Alle meine Versuche, die weiteren Geschehnisse des Abends im Nachhinein wachzurufen, waren vergebens. Also rief ich aus einer Telefon-Zelle am Fischmarkt bei Marina an (Mobiltelefone waren noch nicht gebräuchlich). Vorsichtshalber wollte ich mich nicht nach meinem Betragen, sondern lediglich nach dem Verbleib meines Automobils erkundigen. Das überraschte Marina: „Du hast es doch verkauft!“ Wie bitte? „Ja, an Rainer“. Für wieviel?

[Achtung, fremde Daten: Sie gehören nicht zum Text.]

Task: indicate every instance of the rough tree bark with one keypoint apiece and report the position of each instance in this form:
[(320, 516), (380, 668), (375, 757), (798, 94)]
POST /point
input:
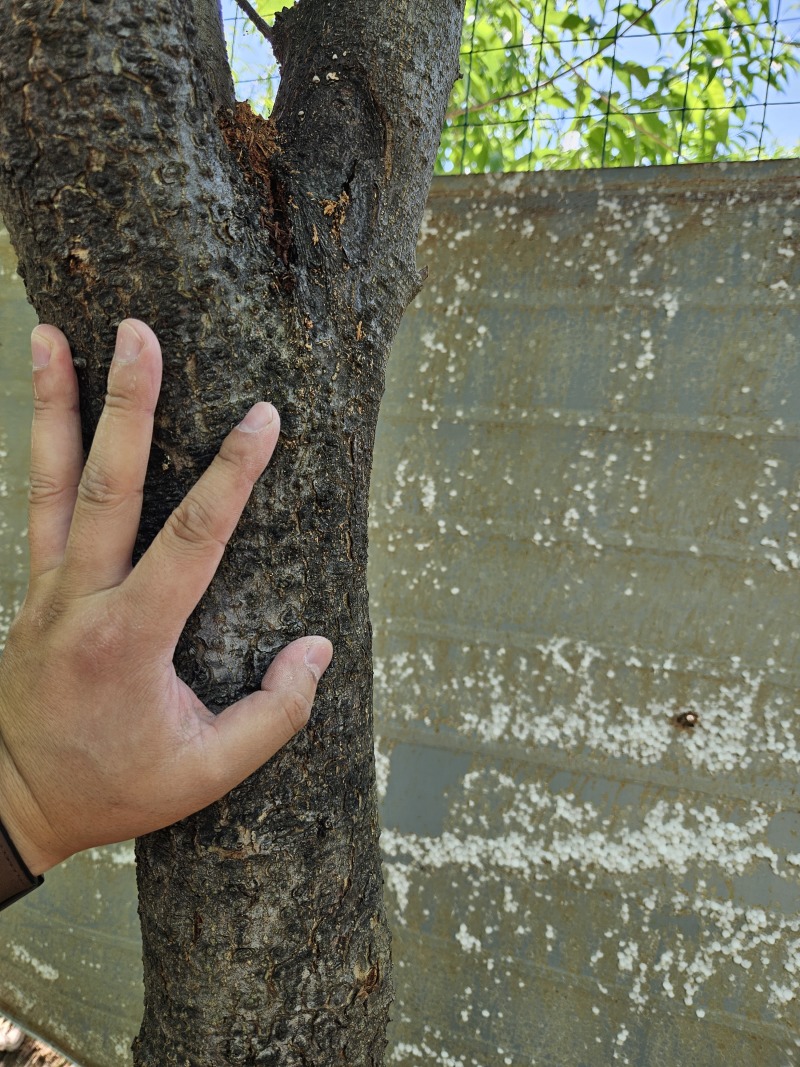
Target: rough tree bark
[(274, 260)]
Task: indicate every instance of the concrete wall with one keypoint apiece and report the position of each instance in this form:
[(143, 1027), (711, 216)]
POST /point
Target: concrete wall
[(585, 526)]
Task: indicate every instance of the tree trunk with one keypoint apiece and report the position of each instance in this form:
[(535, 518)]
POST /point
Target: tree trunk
[(274, 261)]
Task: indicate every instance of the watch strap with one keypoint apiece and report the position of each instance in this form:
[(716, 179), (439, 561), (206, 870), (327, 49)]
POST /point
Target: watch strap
[(15, 878)]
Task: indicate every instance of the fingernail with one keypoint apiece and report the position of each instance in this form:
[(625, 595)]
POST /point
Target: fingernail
[(318, 655), (41, 350), (257, 418), (129, 344)]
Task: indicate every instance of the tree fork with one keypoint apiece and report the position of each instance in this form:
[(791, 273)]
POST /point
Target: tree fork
[(262, 919)]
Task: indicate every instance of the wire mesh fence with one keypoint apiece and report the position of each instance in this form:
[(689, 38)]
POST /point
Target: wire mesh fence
[(566, 84)]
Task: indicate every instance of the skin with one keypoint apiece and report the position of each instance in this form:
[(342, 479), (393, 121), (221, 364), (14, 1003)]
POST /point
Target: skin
[(99, 739)]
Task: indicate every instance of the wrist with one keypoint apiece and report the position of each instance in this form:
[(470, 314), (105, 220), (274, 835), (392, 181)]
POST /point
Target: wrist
[(16, 879)]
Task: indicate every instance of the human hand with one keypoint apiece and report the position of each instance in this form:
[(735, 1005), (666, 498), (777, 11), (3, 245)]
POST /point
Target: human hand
[(99, 739)]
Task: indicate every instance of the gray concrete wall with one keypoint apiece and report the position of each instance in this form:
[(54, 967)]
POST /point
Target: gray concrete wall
[(585, 526)]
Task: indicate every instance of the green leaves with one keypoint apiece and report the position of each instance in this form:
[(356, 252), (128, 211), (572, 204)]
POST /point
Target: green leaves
[(573, 83), (614, 84)]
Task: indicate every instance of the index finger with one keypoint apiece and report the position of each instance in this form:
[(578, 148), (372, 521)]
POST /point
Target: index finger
[(175, 571)]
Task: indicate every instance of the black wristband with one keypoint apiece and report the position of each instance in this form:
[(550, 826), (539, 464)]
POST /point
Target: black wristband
[(15, 878)]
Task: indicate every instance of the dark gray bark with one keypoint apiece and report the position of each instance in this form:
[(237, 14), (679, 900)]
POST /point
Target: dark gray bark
[(277, 273)]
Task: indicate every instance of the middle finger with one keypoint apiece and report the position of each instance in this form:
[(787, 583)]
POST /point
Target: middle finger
[(109, 503)]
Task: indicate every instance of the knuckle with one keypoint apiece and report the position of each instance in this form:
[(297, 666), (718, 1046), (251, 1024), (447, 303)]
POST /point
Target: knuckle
[(297, 709), (193, 524), (44, 489), (96, 488), (120, 403), (105, 642)]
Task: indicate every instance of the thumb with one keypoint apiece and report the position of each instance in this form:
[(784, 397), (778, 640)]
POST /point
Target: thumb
[(252, 730)]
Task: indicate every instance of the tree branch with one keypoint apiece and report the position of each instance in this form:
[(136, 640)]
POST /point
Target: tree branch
[(255, 18), (570, 68)]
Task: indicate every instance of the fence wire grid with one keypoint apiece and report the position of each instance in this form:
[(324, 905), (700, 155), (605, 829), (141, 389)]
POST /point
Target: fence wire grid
[(564, 84)]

Sie nannte einen Preis, der dramatisch unterhalb der Schwacke-Gebrauchtwagennotierung lag. Ist das dein Ernst? „Nein. Aber Rainers. Schließlich hat er bar angezahlt.“ Und wo ist das Auto? „Ja, bei Rainer natürlich“. Abwechselnd kalte und heiße Schauer liefen über meine Stirn. Bevor Marina in die genüssliche Schilderung weiterer Details einsteigen konnte, legte ich entgeistert auf.

Marina verzieh mir einige Tage später und kehrte an meine Seite zurück. Auch mein italienisches Auto wurde mir rasch zurückgegeben. Grund: Es sprang an feuchten und nebligen Tagen ungern an, angesichts der Hamburger Wetterverhältnisse also praktisch nie. Die nicht unerhebliche Anzahlung blieb allerdings irgendwo im Bermuda-Dreieck zwischen Reeperbahn und Fischmarkt verschollen. Genau wie meine Schuhe.